McCracken’s investigation also lifted the cover on another murky corner of Hellman’s life: her pursuit of money. She had always been avaricious, and the propensity increased with age. Most of her lawsuits had had a financial object. After Hammett died, she formed a liaison with a rich Philadelphian, Arthur Cowan. He advised her on investments. He also put her up to a dodge to acquire Hammett’s copyrights, held by the US government in lieu of his tax debts. As very little was coming in royalties, Cowan persuaded the government to put the rights up to auction, setting a minimum bid of $5000. Hellman persuaded Hammett’s daughters to agree to the sale, telling them, falsely, that otherwise they would themselves be liable for Hammett’s debts.
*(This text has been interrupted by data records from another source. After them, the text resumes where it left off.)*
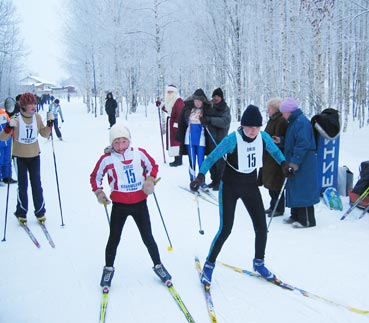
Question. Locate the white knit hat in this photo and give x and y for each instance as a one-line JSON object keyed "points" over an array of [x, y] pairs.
{"points": [[171, 88], [119, 131]]}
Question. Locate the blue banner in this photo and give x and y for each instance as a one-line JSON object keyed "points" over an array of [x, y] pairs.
{"points": [[328, 153]]}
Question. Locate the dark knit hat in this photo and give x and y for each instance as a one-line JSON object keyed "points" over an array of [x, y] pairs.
{"points": [[252, 117], [218, 92]]}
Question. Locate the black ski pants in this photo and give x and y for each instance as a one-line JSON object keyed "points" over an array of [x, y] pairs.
{"points": [[251, 198], [119, 215]]}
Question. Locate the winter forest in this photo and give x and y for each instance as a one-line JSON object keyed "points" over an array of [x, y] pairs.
{"points": [[313, 50]]}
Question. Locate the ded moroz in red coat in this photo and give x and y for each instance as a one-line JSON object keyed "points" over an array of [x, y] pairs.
{"points": [[173, 105]]}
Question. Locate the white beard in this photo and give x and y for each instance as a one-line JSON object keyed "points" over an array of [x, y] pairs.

Cowan and Hellman were the only bidders, at $2500 each, and got the rights. Hellman then began to work this literary property vigorously and it was soon bringing in hundreds of thousands of dollars-$250,000 for one television adaptation of a Hammett story alone. When Cowan died in turn, he left no will, according to Hellman’s account in Pentimento. McCracken established that he did leave a will, and Hellman got nothing, suggesting they had a quarrel before he died. But Hellman evidently persuaded Cowan’s sister that it had been his intention she should get his share of the Hammett rights, as the sister wrote a letter relinquishing them to her. Thus Hellman enjoyed the increasingly valuable Hammett copyrights in toto until her death, and it was only then that she left something, in her will, to the impoverished Hammett daughters.24
Hellman died on 3 July 1984, a month after the publication of McCracken’s article. By that time her fantasy world, on which she had built her reputation, was crashing down about her ears. From being the aggressive queen of the radical left, she was everywhere on the defensive. However, intellectual heroes, or heroines, are not disposed of so easily. Just as south Italian peasants continue to make offerings and present petitions to their favourite saints long after their very existence has been exposed as an invention, so the lovers of progress too cling to their idols, feet of clay notwithstanding. Though Rousseau’s monstrous behaviour was well known even in his own lifetime, the reason-worshippers flocked to his shrine and institutionalized the myth of his goodness. No revelations about Marx’s private conduct or his public dishonesty, however well-documented, seem to have disturbed the faith of his followers in his righteousness. Sartre’s long decline and the unrelieved fatuity of his later views did not prevent 50,000 Parisian cognoscenti turning out for his obsequies. Hellman’s funeral, in Martha’s Vineyard, was also well attended. Among the notables who paid homage were Norman Mailer, James Reston, Katherine Graham, Warren Beatty, Jules Feiffer, William Styron, John Hersey and Carl Bernstein. She left nearly four million dollars, most of which went to two trusts. One was the Dashiell Hammett Fund, enjoined to make grants, ‘guided by the political, social and economic beliefs, which of course were radical, of the late Dashiell Hammett, who was a believer in the doctrines of Karl Marx’. Despite all the revelations and exposures, the nailing of so many falsehoods, the Lillian Hellman myth industry continued serenely on its course. In January 1986, eighteen months after her death, the hagiographical play Lillian opened in New York, and was well attended. As the 1980s wane, votive candles to the goddess of reason are still being lit, secular Masses said. Will Lillian Hellman, like her hero Stalin, ever be finally buried in decent obscurity, or will she-fables and all-remain a fighting symbol of progressive thought? We shall see. But the experience of the last two hundred years suggests that there is plenty of life, and lies, in the old girl yet.